Assim não acontecia no âmbito do RJPI, permitindo-se no que se reporta à reclamação da relação de bens, a dedução desta reclamação, quer no prazo fixado no nº1 do artº 30 (20 dias a contar da notificação da relação de bens), quer no início da audiência preparatória, conforme o permite o artº 32, nº5 do RJPI. Neste modelo, a reclamação da relação de bens, seguia o regime específico previsto para os incidentes do inventário, de acordo com os normativos expressos nos artºs 14 e 15 do RJPI (preceitos muito semelhantes ao disposto para os incidentes da instância em processo comum, nos artºs 293 e 294 do C.P.C.)

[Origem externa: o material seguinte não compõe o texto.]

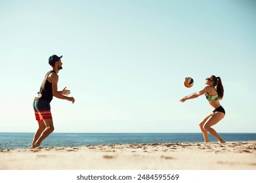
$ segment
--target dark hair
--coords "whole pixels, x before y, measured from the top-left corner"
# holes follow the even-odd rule
[[[213,78],[213,86],[217,86],[217,92],[218,92],[219,98],[222,99],[224,95],[224,88],[221,79],[220,77],[216,77],[214,75],[212,75],[211,77]]]

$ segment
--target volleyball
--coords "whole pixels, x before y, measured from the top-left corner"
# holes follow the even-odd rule
[[[185,80],[184,80],[184,85],[186,88],[190,88],[194,84],[194,80],[190,77],[186,77]]]

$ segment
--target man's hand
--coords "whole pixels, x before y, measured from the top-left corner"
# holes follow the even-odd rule
[[[75,99],[74,97],[69,97],[68,101],[72,101],[72,103],[75,103]]]

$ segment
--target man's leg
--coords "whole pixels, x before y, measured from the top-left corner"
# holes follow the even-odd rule
[[[45,124],[45,129],[41,133],[37,141],[32,145],[32,148],[40,146],[41,142],[45,139],[54,130],[53,122],[52,119],[43,120]]]
[[[37,141],[38,139],[41,136],[41,134],[45,129],[45,124],[43,122],[43,120],[38,120],[37,122],[38,122],[38,129],[35,132],[35,135],[33,137],[32,144],[31,145],[32,148],[33,147],[33,144],[34,144],[36,142],[36,141]]]

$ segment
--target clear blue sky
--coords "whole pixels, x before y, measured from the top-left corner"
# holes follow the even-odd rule
[[[256,1],[0,0],[0,132],[34,132],[48,58],[62,55],[55,132],[200,132],[211,75],[226,115],[219,132],[256,132]],[[183,85],[186,76],[194,85]]]

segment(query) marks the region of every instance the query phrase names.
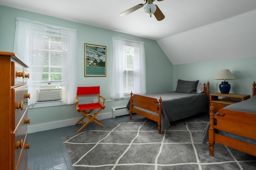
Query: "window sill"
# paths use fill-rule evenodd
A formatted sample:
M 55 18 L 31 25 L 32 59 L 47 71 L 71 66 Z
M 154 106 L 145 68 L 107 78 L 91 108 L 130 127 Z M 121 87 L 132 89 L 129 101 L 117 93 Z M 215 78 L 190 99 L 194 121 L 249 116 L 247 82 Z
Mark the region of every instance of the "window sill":
M 34 105 L 29 106 L 28 109 L 39 108 L 40 107 L 50 107 L 51 106 L 65 105 L 61 100 L 56 101 L 42 101 L 37 102 Z

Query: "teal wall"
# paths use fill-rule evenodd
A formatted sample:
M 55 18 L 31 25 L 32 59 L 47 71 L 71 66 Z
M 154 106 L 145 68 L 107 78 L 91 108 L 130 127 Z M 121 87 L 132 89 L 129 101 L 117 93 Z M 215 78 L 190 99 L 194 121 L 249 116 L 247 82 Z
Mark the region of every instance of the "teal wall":
M 227 80 L 231 85 L 230 93 L 250 95 L 252 93 L 252 83 L 256 81 L 255 68 L 256 57 L 206 61 L 173 66 L 173 90 L 175 90 L 178 79 L 187 80 L 199 79 L 204 83 L 210 82 L 210 93 L 220 92 L 221 80 L 214 80 L 219 71 L 229 69 L 236 78 Z
M 144 42 L 146 56 L 148 93 L 170 91 L 173 89 L 173 65 L 155 41 L 56 18 L 0 6 L 0 51 L 12 51 L 15 19 L 24 18 L 78 31 L 78 85 L 100 86 L 101 95 L 106 99 L 101 113 L 112 112 L 112 108 L 126 106 L 128 99 L 113 101 L 110 98 L 113 37 Z M 84 43 L 106 46 L 106 77 L 84 77 Z M 18 56 L 19 54 L 16 54 Z M 74 76 L 76 76 L 75 75 Z M 30 125 L 61 121 L 81 117 L 74 105 L 30 109 Z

O actual modelo afastou-se da fluidez que regia o RJPI e veio estabelecer fases nas quais têm de ser decididas as questões fundamentais do inventário, nomeadamente a fase de oposição e saneamento do processo, com decisão de todas as questões relativas ao inventário (nomeadamente das reclamações de bens), sem a decisão das quais os autos não prosseguem.  

É nesta fase de oposição que devem ser apresentadas as provas necessárias à decisão, seguindo-se após a instrução com produção dos meios de prova necessários, quer os indicados pelos interessados quer os determinados oficiosamente pelo juiz da causa, seguindo-se o saneamento do processo.

Tendo em conta este novo modelo e as diversas fases estipuladas neste processo, a oposição, impugnação ou reclamação traduzem-se já não na dedução de um incidente no inventário (a que se aplicariam as regras específicas e as contidas nos artºs 292 e 293 do C.P.C., ex vi do artº 1091), mas “no exercício pelos citados de um direito de defesa que é processado nos próprios autos e inserido na tramitação normal e típica do processo de inventário. Também a resposta dos interessados a essa oposição, impugnação ou reclamação se insere na tramitação do processo de inventário (n.º 1)”[2],a que são aplicáveis as regras gerais previstas no C.P.C. (ex vi do artº 549 nº1 do C.P.C.), nomeadamente as que regem sobre a prova.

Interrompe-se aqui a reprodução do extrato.